Маленькие ожоги облепляли нежные девичьи пальчики, которые сейчас боролись с неуклюжими клешнями раков, помогая им выбраться из металлического деревенского ведра. Девочка, в строгом темно-салатовом платьице, сидела на корточках на берегу реки, потрясывая ведро, выталкивая его содержимое обратно в воду. Раки сопротивлялись, не понимая цели этого путешествия, не понимая того, что девочка хочет их освободить.
На плече у девочки, поставив одну лапу ей на голову, сидела белоснежная сипуха, иногда издававшая удручающее «Уу-уу».
– Уу-уу-уу.
Глубоко внутри, девочку раздражало то, что раки ей сопротивлялись, но, будучи движима неведомой для себя самой силой, она, неустанно выталкивала их в речку, наблюдая как нелепо падают их зеленые панцири.
Сипуха иногда взлетала, касалась своими крыльями веток, создавая в глухом лесу скрипучие пугающие звуки. Перемещаясь вокруг девочки, осматривала территорию вокруг нее на предмет угроз.
Закончив с освобождением раков, девочка умыла руки в речном течении, холодная вода нежно обволакивала ее ожоги.
Собрав длинную, залатанную сеть и положив ее в пустое ведро, Света встала с песчаного берега реки и ушла, с чувством выполненной работы.

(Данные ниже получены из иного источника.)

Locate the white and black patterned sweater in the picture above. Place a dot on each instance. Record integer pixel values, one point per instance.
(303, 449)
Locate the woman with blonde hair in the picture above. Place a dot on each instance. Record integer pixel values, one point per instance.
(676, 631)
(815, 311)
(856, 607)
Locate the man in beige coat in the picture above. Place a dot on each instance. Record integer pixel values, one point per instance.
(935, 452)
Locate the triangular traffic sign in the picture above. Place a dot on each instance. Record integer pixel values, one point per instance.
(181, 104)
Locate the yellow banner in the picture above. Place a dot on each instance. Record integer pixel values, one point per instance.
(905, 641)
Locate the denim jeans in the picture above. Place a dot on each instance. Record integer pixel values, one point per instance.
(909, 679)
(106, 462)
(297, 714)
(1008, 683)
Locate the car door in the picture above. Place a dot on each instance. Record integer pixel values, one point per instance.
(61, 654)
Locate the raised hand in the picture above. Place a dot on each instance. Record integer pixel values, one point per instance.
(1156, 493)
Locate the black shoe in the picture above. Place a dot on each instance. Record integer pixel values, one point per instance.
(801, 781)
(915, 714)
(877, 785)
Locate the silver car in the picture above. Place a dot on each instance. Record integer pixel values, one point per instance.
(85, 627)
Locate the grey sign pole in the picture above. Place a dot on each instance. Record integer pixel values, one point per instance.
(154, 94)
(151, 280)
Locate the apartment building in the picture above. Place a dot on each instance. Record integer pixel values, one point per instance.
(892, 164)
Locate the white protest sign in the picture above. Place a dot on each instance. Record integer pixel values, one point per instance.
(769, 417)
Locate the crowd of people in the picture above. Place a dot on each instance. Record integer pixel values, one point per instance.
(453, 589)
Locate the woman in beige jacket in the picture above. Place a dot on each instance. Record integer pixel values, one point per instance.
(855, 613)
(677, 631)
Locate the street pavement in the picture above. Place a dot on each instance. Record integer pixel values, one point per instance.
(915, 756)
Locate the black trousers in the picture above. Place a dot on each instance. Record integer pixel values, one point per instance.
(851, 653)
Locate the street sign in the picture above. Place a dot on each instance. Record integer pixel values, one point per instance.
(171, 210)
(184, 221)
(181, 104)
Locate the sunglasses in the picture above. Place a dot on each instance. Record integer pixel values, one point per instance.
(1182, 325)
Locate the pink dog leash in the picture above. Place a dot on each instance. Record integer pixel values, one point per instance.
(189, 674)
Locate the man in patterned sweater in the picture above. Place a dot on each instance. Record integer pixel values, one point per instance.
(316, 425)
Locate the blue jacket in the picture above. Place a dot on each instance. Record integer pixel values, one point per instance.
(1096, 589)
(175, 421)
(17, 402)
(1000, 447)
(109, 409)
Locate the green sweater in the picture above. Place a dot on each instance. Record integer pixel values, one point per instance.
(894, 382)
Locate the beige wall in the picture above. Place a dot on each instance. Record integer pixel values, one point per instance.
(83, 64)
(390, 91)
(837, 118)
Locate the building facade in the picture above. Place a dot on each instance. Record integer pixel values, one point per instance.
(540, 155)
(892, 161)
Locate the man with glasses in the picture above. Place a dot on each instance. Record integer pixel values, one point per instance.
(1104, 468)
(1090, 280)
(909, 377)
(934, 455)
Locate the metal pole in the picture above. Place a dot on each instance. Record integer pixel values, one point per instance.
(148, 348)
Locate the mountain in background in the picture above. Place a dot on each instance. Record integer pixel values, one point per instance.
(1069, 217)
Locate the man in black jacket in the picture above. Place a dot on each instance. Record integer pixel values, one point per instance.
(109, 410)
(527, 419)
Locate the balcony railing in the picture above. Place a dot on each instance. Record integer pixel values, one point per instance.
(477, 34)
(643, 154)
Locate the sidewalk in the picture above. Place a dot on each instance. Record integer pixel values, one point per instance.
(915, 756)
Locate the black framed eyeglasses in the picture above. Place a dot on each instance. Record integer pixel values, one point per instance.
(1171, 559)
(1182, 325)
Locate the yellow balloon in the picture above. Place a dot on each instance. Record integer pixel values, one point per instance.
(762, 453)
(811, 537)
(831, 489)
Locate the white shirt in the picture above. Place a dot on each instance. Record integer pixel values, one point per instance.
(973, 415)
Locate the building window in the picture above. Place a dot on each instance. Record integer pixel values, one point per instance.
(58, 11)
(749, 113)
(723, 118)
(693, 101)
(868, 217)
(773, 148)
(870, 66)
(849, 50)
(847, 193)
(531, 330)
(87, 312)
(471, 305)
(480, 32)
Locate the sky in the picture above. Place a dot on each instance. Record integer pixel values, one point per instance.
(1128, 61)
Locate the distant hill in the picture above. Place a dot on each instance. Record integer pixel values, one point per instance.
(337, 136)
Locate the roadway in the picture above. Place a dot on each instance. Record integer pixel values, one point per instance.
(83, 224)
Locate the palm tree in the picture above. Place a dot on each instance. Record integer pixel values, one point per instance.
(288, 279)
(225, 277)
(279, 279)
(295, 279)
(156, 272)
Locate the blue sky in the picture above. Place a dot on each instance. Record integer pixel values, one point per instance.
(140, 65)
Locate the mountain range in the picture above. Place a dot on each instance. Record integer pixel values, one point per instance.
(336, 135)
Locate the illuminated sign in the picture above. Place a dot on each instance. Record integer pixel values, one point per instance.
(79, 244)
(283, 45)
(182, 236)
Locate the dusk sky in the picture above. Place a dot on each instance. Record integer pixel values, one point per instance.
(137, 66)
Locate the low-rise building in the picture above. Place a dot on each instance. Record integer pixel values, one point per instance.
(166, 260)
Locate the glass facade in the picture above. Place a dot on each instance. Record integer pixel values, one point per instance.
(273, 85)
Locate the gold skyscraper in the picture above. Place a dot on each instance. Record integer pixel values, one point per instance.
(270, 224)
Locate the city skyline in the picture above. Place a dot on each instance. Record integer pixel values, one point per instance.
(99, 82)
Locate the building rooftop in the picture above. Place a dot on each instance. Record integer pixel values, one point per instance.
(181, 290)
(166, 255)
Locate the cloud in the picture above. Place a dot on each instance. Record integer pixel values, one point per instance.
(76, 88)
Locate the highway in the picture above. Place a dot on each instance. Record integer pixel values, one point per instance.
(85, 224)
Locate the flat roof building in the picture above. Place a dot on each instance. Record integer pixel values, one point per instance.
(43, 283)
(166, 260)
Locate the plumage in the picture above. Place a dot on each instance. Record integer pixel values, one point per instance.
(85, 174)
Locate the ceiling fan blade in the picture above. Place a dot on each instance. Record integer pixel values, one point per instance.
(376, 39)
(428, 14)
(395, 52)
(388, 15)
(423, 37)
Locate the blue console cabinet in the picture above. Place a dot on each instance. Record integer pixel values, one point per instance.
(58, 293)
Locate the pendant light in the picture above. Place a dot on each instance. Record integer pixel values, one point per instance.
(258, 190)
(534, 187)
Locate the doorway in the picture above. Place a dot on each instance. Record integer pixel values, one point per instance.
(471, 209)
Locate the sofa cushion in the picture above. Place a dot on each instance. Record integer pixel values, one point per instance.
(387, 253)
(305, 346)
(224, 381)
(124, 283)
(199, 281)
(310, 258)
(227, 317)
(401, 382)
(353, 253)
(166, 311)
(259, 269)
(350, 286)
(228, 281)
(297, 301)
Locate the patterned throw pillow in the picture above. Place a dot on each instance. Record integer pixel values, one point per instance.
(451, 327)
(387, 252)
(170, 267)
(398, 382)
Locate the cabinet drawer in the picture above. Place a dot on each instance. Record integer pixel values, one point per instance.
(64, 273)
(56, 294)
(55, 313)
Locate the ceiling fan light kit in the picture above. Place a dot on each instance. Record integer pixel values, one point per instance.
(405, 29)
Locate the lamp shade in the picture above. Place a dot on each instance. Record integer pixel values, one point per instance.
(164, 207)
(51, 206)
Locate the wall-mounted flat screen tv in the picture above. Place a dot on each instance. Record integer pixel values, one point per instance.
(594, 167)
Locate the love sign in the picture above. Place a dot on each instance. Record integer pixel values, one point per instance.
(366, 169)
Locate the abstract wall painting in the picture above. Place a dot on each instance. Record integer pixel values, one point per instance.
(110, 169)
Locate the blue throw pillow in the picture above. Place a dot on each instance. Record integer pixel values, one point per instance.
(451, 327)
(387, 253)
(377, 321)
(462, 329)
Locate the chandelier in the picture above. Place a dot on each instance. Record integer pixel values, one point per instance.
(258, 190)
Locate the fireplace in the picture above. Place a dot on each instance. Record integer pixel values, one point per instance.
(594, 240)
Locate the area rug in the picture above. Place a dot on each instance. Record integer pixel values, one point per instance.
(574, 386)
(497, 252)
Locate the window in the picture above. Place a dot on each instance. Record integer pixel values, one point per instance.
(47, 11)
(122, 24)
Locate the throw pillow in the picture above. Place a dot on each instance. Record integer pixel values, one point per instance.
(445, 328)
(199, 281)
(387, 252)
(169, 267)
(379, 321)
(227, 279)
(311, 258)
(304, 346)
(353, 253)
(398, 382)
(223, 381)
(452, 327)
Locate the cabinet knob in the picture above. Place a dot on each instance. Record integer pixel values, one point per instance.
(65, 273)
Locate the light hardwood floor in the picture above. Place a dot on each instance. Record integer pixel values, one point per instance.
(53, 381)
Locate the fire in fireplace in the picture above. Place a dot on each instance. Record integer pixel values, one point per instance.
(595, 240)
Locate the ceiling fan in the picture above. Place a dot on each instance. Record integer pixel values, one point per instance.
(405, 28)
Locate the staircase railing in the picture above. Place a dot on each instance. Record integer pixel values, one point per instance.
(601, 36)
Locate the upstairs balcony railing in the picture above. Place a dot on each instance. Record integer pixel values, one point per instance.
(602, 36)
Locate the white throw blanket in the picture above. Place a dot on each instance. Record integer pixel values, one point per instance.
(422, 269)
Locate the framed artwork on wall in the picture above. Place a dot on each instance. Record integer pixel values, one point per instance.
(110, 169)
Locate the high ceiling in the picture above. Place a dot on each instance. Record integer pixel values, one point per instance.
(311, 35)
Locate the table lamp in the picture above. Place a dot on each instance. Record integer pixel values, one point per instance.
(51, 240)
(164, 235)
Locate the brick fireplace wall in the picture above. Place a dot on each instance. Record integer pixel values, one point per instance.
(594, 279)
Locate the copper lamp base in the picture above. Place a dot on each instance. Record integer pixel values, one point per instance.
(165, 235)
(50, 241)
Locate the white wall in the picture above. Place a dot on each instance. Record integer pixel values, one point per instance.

Оживленный лесной массив, почти полностью состоявший из молодой хвои, воплощал в себе идею псевдомятного аромата, наполняя легкие Светы приятным покалыванием. Лучики солнца, еле-еле, пронизывали иголочную занавесь и освещали узкую тропинку. Девочка сильно радовалась, находясь в лесу, ведь именно он является ее защитником и спасителем от всепоглощающего пожара.
При взгляде на небо, Света видела бесконечно высокие коричневые стволы деревьев, манящих за собой. Подобная головокружительная высота заставляла девочку стать той самой сипухой, спасшей ее, и взлететь высоко-высоко, теряя земную обремененность.
Света с грустью посмотрела на свою корзинку, в которой валялось два уже умерших рака, осознание свой бессильности, во взаимодействии с той стороной жизни, заставляло ее пускать маленькие слезы. Однако, понимая, что это ни к чему не приведет, она решила сварить их по приходу к дому тети Марии. Тропинка по которой она шла, не была особо ухоженной, и большое количество крапивы старательно желало коснутся ее гладкой кожицы, впрыснуть свой колючий токсин. Насекомых девочка не боялась, по пути к речке, она повстречала множество стрекоз и муравьев, первые просто летали вокруг нее, создавая раздражительное жужжание, вторые же, старательно обходили попытки взять себя на руки. Света быстро потеряла к ним интерес.